El operativo, que reunió la cooperación de países latinoamericanos y caribeños, permitió la incautación masiva de armamento, drogas, municiones y efectivo, además de desarticular rutas y fortalecer acciones conjuntas de seguridad
Más de 3,300 armas de fuego y 56 toneladas de drogas fueron retiradas de circulación en un operativo sin precedentes en América Latina y el Caribe, según reportó la Interpol y documentó una nota de la agencia EFE.
El despliegue, denominado ‘Orca XI’, involucró a fuerzas policiales de 19 países, con una participación activa de naciones de Centroamérica como Belice, Costa Rica, El Salvador, Honduras, Nicaragua y Panamá.
Las autoridades centroamericanas, en coordinación con el resto de la región, contribuyeron a la detención de más de 8,700 personas relacionadas con el tráfico de armas, drogas y otros delitos graves.
Según destaca EFE, el operativo, que se extendió durante seis semanas entre octubre y noviembre de 2025, evidenció la magnitud del tráfico ilícito de armas y drogas, y su vínculo con actividades como la trata de personas y el delito cibernético.
Las fuerzas de seguridad incautaron no solo armas, sino también cerca de 200,000 municiones y más de USD 256.000 en efectivo, lo que evidencia la potencia del crimen organizado extendido por varios naciones.

Las autoridades de Interpol también decomisaron 210 vehículos utilizados en actividades delictivas.
Otro datos relevante citado en la nota es que entre los resultados, destaca un enorme decomiso de varias sustancias ilícitas: 6.9 toneladas de cocaína, 9.3 toneladas de pasta base de cocaína y 38.5 toneladas de marihuana confiscadas, así como 2 toneladas de metanfetamina y más de 659,000 plantas de coca.
El operativo contó con el respaldo de la Organización de los Estados Americanos (OEA), que subrayó el valor del trabajo conjunto entre países.
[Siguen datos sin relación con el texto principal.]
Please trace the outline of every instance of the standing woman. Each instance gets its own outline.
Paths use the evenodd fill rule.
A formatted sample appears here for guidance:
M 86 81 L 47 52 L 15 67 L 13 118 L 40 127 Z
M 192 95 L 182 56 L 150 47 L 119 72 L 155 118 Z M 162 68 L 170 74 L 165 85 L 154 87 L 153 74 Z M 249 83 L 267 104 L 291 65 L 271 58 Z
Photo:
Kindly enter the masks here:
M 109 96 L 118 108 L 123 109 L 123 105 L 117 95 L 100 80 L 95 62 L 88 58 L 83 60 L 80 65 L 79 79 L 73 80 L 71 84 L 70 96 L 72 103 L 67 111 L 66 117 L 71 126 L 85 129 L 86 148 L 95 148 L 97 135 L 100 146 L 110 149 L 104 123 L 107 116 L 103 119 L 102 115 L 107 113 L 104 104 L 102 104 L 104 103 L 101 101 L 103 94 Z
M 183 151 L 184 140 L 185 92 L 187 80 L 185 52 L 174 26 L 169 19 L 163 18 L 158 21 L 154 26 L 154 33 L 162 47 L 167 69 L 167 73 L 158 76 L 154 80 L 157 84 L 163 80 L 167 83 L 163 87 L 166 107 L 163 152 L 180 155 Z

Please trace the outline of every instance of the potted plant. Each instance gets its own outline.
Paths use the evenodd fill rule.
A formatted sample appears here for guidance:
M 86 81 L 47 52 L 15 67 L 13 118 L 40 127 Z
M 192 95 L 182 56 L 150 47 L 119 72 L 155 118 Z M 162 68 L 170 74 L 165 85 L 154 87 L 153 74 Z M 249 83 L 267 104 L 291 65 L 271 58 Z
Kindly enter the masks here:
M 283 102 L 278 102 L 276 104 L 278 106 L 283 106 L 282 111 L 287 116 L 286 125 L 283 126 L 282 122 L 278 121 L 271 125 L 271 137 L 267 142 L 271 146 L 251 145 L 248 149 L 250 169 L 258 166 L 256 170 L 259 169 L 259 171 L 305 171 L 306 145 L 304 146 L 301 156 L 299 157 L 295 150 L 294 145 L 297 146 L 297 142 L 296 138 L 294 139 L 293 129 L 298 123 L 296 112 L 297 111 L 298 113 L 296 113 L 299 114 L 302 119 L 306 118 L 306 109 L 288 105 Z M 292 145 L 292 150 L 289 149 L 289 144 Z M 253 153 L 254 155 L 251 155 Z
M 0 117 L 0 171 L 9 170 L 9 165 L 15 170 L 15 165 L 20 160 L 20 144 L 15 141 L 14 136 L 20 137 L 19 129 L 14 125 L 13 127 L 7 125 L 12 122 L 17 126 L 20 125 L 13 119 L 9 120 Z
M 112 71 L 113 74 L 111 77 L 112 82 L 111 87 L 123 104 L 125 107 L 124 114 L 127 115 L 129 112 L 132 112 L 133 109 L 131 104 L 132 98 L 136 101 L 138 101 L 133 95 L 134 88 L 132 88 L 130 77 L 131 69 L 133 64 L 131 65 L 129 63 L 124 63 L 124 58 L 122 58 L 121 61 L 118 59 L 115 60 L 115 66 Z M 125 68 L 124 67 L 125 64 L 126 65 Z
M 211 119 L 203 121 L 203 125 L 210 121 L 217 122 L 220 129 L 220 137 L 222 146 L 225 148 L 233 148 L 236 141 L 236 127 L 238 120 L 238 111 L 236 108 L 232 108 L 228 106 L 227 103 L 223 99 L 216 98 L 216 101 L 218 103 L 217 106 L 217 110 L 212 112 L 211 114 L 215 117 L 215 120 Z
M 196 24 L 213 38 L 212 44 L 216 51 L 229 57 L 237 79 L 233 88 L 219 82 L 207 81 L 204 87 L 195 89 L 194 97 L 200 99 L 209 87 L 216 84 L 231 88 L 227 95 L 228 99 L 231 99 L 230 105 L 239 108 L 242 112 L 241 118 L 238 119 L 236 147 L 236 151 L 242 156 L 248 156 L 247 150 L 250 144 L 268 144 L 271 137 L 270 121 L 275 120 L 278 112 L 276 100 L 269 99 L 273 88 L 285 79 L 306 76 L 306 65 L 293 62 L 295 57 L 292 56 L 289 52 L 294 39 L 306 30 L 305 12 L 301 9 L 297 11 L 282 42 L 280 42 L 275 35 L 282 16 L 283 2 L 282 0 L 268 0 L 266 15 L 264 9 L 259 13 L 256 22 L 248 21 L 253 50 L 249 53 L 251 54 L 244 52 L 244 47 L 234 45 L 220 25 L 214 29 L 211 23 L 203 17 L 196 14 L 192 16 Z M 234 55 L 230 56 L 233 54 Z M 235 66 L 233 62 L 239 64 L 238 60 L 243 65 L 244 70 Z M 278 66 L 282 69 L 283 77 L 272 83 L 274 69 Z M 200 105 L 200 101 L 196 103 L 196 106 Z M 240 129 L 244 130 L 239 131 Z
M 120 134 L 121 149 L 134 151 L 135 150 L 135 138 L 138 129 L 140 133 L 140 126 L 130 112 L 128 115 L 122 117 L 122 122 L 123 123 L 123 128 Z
El secretario general de Interpol, Valdecy Urquiza, sostuvo que la operación representa “un progreso real en la lucha contra el crimen organizado”. Por su parte, el secretario general de la OEA, Albert R. Ramdin, destacó que estos resultados demuestran que “la cooperación internacional y el intercambio de información dan resultados”.
En el caso de Panamá, se reportó la detención de dos personas por contrabando de armas a través de sistemas de mensajería y correo.
Por su parte, Colombia informó la captura de 22 individuos investigados por financiación del terrorismo y tráfico de armas. Otros países como Brasil y Chile lograron desarticular redes criminales y confiscar grandes cantidades de drogas, recursos y armas.
El despliegue de la operación Orca XI involucró a países de toda la región: Argentina, Belice, Bolivia, Brasil, Chile, Colombia, Costa Rica, Ecuador, El Salvador, Guyana, Honduras, México, Nicaragua, Panamá, Paraguay, Perú, República Dominicana, Surinam y Uruguay.
La acción coordinada puso de manifiesto la gravedad del tráfico de armas en Centroamérica y su relación directa con otras formas de criminalidad.

En respuesta a la pregunta sobre qué sucedió en el marco de este operativo, las autoridades centroamericanas lograron desarticular diversas rutas de tráfico ilegal, detener a decenas de sospechosos y reforzar la cooperación internacional en materia de seguridad.
La operación Orca XI evidenció la urgencia de mantener la vigilancia y la colaboración entre los países, especialmente en una región donde las redes criminales continúan adaptando sus métodos para evadir la ley.